Quite rarely, people can observe such an interesting phenomenon as a supernova. But this is not an ordinary birth of a star, because in our galaxy up to ten stars are born annually. A supernova is a phenomenon that can only be observed once every hundred years. So bright and beautiful stars die.
To understand why a supernova explosion occurs, one must return to the very birth of a star. Hydrogen flies in space, which gradually gathers in the clouds. When the cloud is large enough, compacted hydrogen begins to collect in its center, and the temperature gradually rises. Under the influence of gravity, the nucleus of the future star is assembled, where, due to increased temperature and increasing gravity, the reaction of thermonuclear synthesis begins to take place. On how much hydrogen a star can attract to itself, its future size depends on it - from a red dwarf to a blue giant. Over time, the balance of the starβs work is established, the outer layers press on the core, and the core expands due to the energy of thermonuclear fusion.
A star is a kind of
thermonuclear reactor, and, like any reactor, someday it will run out of fuel - hydrogen. But for us to see how a supernova exploded, a little more time must pass, because instead of hydrogen, another fuel (helium) was formed that starts to burn the star, turning it into oxygen, and then into carbon. And this will continue until iron is formed in the starβs core, which, during a thermonuclear reaction, does not release energy, but consumes it. Under such conditions, a supernova may explode.
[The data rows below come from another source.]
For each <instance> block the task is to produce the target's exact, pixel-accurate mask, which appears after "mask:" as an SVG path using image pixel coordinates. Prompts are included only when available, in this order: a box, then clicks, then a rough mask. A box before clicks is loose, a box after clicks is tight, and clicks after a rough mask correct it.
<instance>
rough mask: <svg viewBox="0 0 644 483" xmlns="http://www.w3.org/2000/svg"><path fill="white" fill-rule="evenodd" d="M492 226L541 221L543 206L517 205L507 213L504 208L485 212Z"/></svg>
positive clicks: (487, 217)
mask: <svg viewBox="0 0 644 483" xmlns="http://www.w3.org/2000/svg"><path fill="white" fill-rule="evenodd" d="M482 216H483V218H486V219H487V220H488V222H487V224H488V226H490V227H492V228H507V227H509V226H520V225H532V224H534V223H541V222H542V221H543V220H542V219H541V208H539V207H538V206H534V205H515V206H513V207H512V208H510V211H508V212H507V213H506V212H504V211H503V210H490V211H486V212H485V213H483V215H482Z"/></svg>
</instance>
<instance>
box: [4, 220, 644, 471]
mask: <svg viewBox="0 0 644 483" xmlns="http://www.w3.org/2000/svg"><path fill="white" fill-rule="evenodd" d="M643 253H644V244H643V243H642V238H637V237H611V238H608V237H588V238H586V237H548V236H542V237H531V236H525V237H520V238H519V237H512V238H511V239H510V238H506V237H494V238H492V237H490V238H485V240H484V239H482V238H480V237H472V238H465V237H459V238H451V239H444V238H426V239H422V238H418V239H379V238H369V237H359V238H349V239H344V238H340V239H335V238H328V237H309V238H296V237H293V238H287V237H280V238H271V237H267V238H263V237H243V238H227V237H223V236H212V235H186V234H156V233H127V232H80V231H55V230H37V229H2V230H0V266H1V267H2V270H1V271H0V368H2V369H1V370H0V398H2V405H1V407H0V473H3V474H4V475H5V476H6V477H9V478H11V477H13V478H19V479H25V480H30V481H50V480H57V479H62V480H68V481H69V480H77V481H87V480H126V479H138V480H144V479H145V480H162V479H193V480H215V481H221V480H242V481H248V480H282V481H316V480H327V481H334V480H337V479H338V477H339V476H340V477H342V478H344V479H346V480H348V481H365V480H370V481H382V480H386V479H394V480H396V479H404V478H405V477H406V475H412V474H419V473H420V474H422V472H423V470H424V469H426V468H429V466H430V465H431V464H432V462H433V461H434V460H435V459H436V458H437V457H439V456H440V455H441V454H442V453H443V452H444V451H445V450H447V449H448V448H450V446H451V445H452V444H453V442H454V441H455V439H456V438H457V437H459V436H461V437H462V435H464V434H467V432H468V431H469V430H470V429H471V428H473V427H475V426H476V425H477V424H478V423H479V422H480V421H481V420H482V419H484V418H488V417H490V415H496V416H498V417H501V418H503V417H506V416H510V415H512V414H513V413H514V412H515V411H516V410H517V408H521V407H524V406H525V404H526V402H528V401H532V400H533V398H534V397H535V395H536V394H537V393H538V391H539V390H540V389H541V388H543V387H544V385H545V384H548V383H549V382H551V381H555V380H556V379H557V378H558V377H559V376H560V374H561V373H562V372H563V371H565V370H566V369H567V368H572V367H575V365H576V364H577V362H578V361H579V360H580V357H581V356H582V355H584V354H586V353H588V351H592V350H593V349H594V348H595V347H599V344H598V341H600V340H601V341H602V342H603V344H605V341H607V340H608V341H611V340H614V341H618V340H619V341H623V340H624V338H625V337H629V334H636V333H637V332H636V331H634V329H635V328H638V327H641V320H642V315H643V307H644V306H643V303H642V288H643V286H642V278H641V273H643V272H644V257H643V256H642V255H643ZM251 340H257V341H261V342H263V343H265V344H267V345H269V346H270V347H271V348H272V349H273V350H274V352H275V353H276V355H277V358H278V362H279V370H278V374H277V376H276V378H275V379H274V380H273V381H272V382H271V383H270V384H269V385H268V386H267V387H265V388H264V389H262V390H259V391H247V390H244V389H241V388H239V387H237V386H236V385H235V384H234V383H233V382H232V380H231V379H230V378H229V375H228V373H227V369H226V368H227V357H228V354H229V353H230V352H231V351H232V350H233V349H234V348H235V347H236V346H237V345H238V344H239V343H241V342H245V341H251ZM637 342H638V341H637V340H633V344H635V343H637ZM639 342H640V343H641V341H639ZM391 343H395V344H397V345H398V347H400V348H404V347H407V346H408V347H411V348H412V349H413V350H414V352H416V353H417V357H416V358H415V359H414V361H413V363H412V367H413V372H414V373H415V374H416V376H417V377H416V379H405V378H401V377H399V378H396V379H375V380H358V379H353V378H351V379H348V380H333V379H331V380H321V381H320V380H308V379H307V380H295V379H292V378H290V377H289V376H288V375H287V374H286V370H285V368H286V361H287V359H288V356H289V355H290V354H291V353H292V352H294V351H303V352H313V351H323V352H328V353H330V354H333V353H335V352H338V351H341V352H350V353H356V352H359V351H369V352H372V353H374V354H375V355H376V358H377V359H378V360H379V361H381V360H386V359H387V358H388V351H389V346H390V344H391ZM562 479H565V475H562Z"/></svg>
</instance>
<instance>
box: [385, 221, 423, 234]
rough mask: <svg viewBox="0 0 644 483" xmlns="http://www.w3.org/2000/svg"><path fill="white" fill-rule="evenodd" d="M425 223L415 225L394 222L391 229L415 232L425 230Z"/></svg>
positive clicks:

The core becomes heavier and colder, as a result, lighter upper layers begin to fall on it. The thermonuclear fusion reaction starts again, but this time faster than usual, as a result of which the star just explodes, scattering its matter into the surrounding space. Depending on the size of the star, small "stars" may also remain after it . The most famous of them are black holes (a substance with an incredibly high density, which has a very large attractive force and can emit light). Such formations remain after very large stars, which managed to produce thermonuclear fusion to very heavy elements. Smaller stars leave behind them neutron or iron small stars, which almost do not emit light, but also have a high density of matter.
New and supernova stars are closely related, because the death of one of them can mean the birth of a new one. This process continues indefinitely. A supernova spreads millions of tons of matter into the surrounding space, which again gathers in the clouds, and the formation of a new celestial body begins. Scientists claim that all the heavy elements that are in our solar system, the Sun during its birth "stole" from a star that once exploded. Nature is amazing, and the death of one thing always means the birth of something new. In open space, matter disintegrates, and in stars it forms, creating a great balance of the Universe.